Sandwiched between the Fraser River's North Arm and Burrard Inlet is the city of Burnaby. Once considered a sleepy suburban zone, it has now become a dynamic municipality and thriving commercial area. This is evident by the construction of the colossal Metrotown Centre, which draws shoppers from all over the region. The city is also home to Simon Fraser University, a wonderful example of local architect Arthur Erickson's innovative design, set atop Burnaby Mountain. One of Canada's most popular universities, this school attracts students from all over the world.

The rapidly expanding city of Richmond takes its shape from the Fraser River. Surrounded by the river's North and South arms, the city is protected from flooding by high, man-made dikes. The dikes make up the perimeter of this flat urban area and are ideal for walking or cycling. While in the city, enjoy the historic fishing village of Steveston, and the giant, vibrant Asian shopping centres like Yaohan and Parker Place.

New Westminster
New Westminster is the oldest city on Canada's West Coast. Located in the centre of the Lower Mainland along the north banks of the Fraser River, it offers spectacular views from all vantage points. Spend time exploring the Westminster Quay Public Market, and to get a taste of the area's rich history, visit the Irving House Historic Centre.

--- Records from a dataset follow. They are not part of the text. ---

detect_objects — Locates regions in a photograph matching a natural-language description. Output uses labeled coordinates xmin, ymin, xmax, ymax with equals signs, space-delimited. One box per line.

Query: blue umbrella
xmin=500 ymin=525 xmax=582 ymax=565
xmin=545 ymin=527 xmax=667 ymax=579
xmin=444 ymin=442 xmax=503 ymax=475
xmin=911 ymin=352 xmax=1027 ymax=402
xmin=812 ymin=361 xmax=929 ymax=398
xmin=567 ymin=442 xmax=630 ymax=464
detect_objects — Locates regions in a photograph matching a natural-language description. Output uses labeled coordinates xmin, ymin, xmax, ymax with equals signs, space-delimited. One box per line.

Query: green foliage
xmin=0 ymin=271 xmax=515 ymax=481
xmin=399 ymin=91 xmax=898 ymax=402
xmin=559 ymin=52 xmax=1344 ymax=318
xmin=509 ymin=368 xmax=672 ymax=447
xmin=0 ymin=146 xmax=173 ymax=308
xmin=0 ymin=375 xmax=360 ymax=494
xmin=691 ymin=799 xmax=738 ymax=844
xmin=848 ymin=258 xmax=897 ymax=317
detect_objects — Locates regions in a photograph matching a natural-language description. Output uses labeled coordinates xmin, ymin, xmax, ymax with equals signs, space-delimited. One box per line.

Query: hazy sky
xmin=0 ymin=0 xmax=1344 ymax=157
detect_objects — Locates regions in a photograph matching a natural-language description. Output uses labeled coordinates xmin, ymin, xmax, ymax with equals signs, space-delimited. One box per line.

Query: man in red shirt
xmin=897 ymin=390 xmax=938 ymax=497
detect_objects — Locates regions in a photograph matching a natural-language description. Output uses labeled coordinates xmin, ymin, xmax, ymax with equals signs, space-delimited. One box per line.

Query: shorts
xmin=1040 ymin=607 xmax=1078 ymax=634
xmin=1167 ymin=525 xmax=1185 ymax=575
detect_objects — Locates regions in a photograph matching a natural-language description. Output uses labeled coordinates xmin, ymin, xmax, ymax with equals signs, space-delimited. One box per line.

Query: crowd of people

These are just a handful of the diverse shopping areas, communities, and neighbourhoods that are here to discover and explore. They provide insight into the wonderful cultural, urban and outdoor experiences that Vancouver has to offer.

Weekend trips

One of the top destinations in the country, the quaint historical city of Victoria is a popular weekend and day trip from Vancouver. Located on the West Coast's large Vancouver Island, this picturesque capital city is a 90-minute ferry ride from Vancouver. The trip itself offers a good look at the coast's natural beauty and if you're lucky, some Orca whales as well. In this city that rests on a Pacific Ocean harbour, you'll tread cobblestone streets, watch hanging baskets of colourful blooms sway, and listen to the clip-clop of horsedrawn carriages. Much of this small city's residents are anglophiles -- visitors can sip afternoon tea and bask in the glory of olde Brittannia after spending the day enjoying the city's shopping, galleries, parks, museums, and restaurants.

Among the most popular attractions are the Royal London Wax Museum, Empress Hotel, Miniature World, Crystal and Butchart Gardens, a replica of Anne Hathaway's thatch roof cottage, and Craigdarroch Castle. For those with a taste for the alternative, there's a strong skate and arts subculture here that despite attempts by the city's conservatives to quell it, thrives in little shops, great cafes and unusual book and record stores.